Page MenuHomePhabricator

Wikimedia\Rdbms\Database::selectSQLText: aggregation used with a locking SELECT (NewsletterDb::addNewsletterIssue)
Open, LowestPublic

Description

Error message
[deprecated]

 Wikimedia\Rdbms\Database::selectSQLText: aggregation used with a locking SELECT (NewsletterDb::addNewsletterIssue)
Stack Trace
N/A
Impact

Given it is a deprecation warning, it most likely means things are working as intended today. But this may stop working in the future.

Notes

Querying Logstash over the last 30 days, shows it's been triggered every week, so likely this is not a recent regression. The detection for this issue was introduced in 2018 as part of https://gerrit.wikimedia.org/r/#/c/mediawiki/core/+/425731/.

Details

Request ID
574d4853-2114-44e7-8bb3-26c67bcb70e7
Request URL
https://www.mediawiki.org/wiki/Special:Newsletter/3/announce

Event Timeline

Krinkle created this task.May 28 2020, 8:59 PM
Restricted Application added a subscriber: Aklapper. · View Herald TranscriptMay 28 2020, 8:59 PM
Krinkle updated the task description. (Show Details)May 28 2020, 9:20 PM

This is low priority as the syntax is still supported in RDBMS today, however, it's unsure whether this is intentionally using that. Part of the reason to deprecate this in rdbms was that it is often used by accident, so this would be good to check out and make sure that's not to case.

Migration of this blocks removing of that trap from wikimedia-rdbms.

eprodromou triaged this task as Lowest priority.Jun 18 2020, 7:43 PM
eprodromou added a subscriber: eprodromou.

This seems to be a potential problem, but not one we can put time into right now. Iceboxing until it becomes more urgent.

eprodromou raised the priority of this task from Lowest to Needs Triage.Jun 18 2020, 7:44 PM
eprodromou triaged this task as Lowest priority.
eprodromou moved this task from Inbox to Icebox on the Platform Engineering board.
		$lastIssueId = (int)$dbw->selectField(
			'nl_issues',
			'MAX(nli_issue_id)',
			[ 'nli_newsletter_id' => $newsletter->getId() ],
			__METHOD__,
			[ 'FOR UPDATE' ]
		);

auto increment could be used for nli_issue_id, but than the id is unique for all newsletter issues and not per newsletter (nli_newsletter_id).
I have no idea how unique the number should/must be.

But the table also needs some investigation for T17441: Some tables lack unique or primary keys, may allow confusing duplicate data

One solution could be: No locking on the max value, trying to insert and when it fails, reselect and try again.
I have no knowledge how locking works here in mysql.

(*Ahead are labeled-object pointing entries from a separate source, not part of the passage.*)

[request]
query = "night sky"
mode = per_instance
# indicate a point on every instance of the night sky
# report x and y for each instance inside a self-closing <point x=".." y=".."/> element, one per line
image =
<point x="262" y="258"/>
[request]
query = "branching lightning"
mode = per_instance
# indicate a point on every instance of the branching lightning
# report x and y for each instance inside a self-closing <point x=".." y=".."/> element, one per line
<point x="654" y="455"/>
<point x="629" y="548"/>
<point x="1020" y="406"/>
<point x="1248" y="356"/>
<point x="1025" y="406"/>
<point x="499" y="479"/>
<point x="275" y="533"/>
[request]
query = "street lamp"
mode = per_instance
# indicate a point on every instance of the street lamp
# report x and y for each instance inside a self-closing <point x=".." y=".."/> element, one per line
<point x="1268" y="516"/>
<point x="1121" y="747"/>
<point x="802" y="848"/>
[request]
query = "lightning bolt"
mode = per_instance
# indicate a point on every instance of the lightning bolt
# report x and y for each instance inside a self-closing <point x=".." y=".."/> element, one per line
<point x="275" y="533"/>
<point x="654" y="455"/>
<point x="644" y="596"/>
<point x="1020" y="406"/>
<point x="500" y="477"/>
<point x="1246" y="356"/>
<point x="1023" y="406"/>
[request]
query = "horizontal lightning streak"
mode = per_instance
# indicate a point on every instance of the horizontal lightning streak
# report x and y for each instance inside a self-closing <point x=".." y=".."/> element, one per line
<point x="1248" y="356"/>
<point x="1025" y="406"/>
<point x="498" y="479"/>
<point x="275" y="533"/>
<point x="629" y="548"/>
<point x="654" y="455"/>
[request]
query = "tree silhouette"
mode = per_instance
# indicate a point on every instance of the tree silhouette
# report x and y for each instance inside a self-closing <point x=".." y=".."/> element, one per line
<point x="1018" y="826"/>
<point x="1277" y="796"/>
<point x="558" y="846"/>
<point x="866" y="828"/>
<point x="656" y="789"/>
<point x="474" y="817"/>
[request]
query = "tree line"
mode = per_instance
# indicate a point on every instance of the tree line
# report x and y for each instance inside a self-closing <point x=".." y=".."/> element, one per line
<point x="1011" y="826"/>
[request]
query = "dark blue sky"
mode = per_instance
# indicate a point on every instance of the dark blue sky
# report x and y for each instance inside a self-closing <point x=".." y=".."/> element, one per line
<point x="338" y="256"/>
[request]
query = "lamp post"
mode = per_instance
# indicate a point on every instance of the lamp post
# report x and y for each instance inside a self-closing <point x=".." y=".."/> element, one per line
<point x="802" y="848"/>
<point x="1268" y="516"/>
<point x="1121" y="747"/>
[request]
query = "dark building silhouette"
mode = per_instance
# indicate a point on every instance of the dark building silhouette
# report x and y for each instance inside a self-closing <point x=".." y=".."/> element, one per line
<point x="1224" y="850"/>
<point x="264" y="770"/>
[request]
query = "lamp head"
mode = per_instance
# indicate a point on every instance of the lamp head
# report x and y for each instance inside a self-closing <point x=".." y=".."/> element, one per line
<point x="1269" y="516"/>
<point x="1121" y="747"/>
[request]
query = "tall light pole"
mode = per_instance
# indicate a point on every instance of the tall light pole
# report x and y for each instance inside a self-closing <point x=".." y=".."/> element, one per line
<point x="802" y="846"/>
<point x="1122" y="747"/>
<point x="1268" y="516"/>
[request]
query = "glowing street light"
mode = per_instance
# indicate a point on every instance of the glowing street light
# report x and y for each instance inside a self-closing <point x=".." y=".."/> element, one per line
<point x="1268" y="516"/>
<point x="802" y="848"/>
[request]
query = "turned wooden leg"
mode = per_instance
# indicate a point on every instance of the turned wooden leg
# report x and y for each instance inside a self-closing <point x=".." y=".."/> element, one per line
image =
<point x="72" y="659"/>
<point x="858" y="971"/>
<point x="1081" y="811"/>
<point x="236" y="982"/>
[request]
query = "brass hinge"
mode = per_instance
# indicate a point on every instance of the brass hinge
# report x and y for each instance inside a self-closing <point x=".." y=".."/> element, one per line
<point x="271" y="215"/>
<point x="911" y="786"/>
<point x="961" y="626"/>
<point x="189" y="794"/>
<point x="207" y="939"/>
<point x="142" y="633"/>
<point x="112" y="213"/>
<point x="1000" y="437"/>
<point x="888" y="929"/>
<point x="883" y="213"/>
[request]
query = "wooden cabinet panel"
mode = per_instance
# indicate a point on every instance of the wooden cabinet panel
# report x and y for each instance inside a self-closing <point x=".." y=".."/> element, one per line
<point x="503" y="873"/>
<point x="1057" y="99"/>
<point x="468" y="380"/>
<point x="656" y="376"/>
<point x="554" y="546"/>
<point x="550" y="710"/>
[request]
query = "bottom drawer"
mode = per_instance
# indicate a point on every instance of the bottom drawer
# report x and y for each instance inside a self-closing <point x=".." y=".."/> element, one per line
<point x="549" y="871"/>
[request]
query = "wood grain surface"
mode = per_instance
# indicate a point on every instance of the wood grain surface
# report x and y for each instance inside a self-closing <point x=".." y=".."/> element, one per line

If only the last row is locked, that useless as that is not updated.
If the gap after the max is locked, than it is useful to avoid another thread to insert something.

Tgr added a subscriber: Tgr.Fri, Jul 24, 10:22 AM

The comment for that warning says

// Some DB types (e.g. postgres) disallow FOR UPDATE with aggregate
// functions. Discourage use of such queries to encourage compatibility.

So this is a bug but not really a production bug. The fix is simply to use two separate queries.

I have no knowledge how locking works here in mysql. If only the last row is locked, that useless as that is not updated.
If the gap after the max is locked, than it is useful to avoid another thread to insert something.

The relevant index is (nli_newsletter_id, nli_issue_id) and the query condition is nli_newsletter_id = <some_newsletter_id> so the gap after (<some_newsletter_id>, <max_issue_id>) will be locked to ensure that nothing else can add/change data in the index range defined by that condition. (Or maybe MySQL can set index row locks on prefix subsets of composite indexes? Not sure, but the end result would be the same.) The locking logic is fine here, it's just that getting the max ID in the same query is a micro-optimization that only works in MySQL.